Text
Hubungan struktural masyarakat hukum adat. suku bangsa, bangsa, dan negara : (ditinjau dari perspektif hak asasi manusia)
Interaksi dan integralitas masyarakat hukum adat tumbuh dalam kekayaan budaya dan tradisi. Ia lantas menjadi keanekaragaman identitas, budaya, tradisi, bahasa, dan kepercayaan. Namun, keanekaragaman itu, realitasnya semu. Terjadi pembalikan ontologis: Negara lebih real daripada masyarakat hukum adat. Secara struktural kekuasaan pun, ia dinilai sebagai "the other". Dibiarkan hidup, tapi dalam batas-batas toleransi. Sementara dari sudut pandang ideologi birokrasi dan keamanan nasional, "the other" tetap dinilai berbahaya. Singkatnya, anomali ini perlu didomestifikasi, dihomogenisasikan dan diteritorialisasikan.
Problem masyarakat adat dan Negara muncul tatkala hukum Negara menegasikan eksistensi masyarakat hukum adat serta fungsi hukum-hukum tak tertulis yang mereka anut. Ketegangan ini terjadi di level lokal, nasional dan internasional dalam hal pengakuan, p[enghormatan dan perlindungan terhadap hak masyarakat hukum adat, yang menurut undang-Undang Dasar 1945 menjadi kewajiban utama Negara. Tak jarang, ketegangan itu lantas memicu timbulnya gejolak horizontal maupun vertikal. Ini akibat penyelenggara Negara tak memberi ruang cukup atau mengabaikan keberadaan struktur sosial politik masyarakat hukum adat. Di sisi lain, ketika terjadi konflik sumberdaya alam antara masyarakat hukum adat, perusahaan dan atau dengan Negara, masyarakat selalu diberi stigma sebagai pihak yang menghambat pembangunan dan mengganggu ketertiban umum. Pola pengkambing-hitaman masyarakat ini adalah wujud penyalah-gunaan hak Negara menggunakan kekerasan.

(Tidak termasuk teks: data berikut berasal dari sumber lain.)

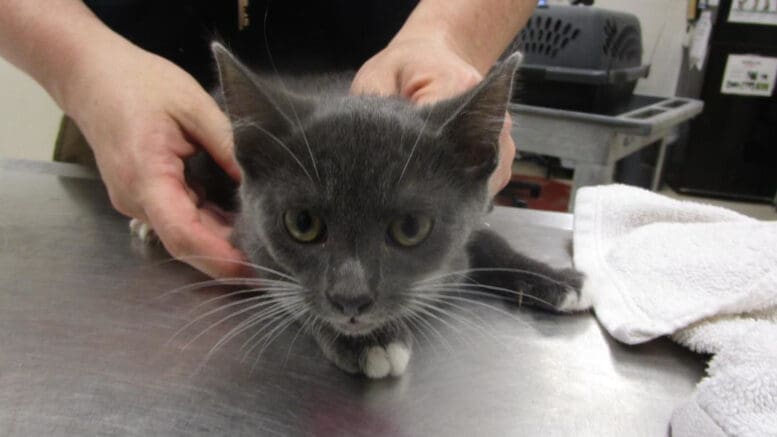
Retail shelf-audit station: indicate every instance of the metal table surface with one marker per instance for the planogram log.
(88, 346)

Dalam hubungan struktural masyarakat hukum adat, suku bangsa, bangsa, dan negara, ada sejumlah pandangan yang perlu dipertimbangkan oleh Negara. Pengakuan atas otonomi asli, yaitu ruang politik hukum untuk mengurus diri sendiri, soal hak atas ruang hidup: tanah dan sumberdaya alam dalam wilayah adat, dan soal letidak-terpisahan sejumlah hak yang dimiliki secara turun temurun (a bundle of rights), dan soal kelembagaan adat sebagai struktur sosial politik dalam komunitas yang merepresentasikan komunitas. Hal tersebut perlu dipertimbangkan, sebab kesenjangan struktural selama masa Post-New Order ini bukan makin menyempit tetapi makin menganga. YAng tergadai sesungguhnya adalah yang paling hakiki dari kehidupan rakyat sendiri, yaitu jati diri dan HAMnya itu.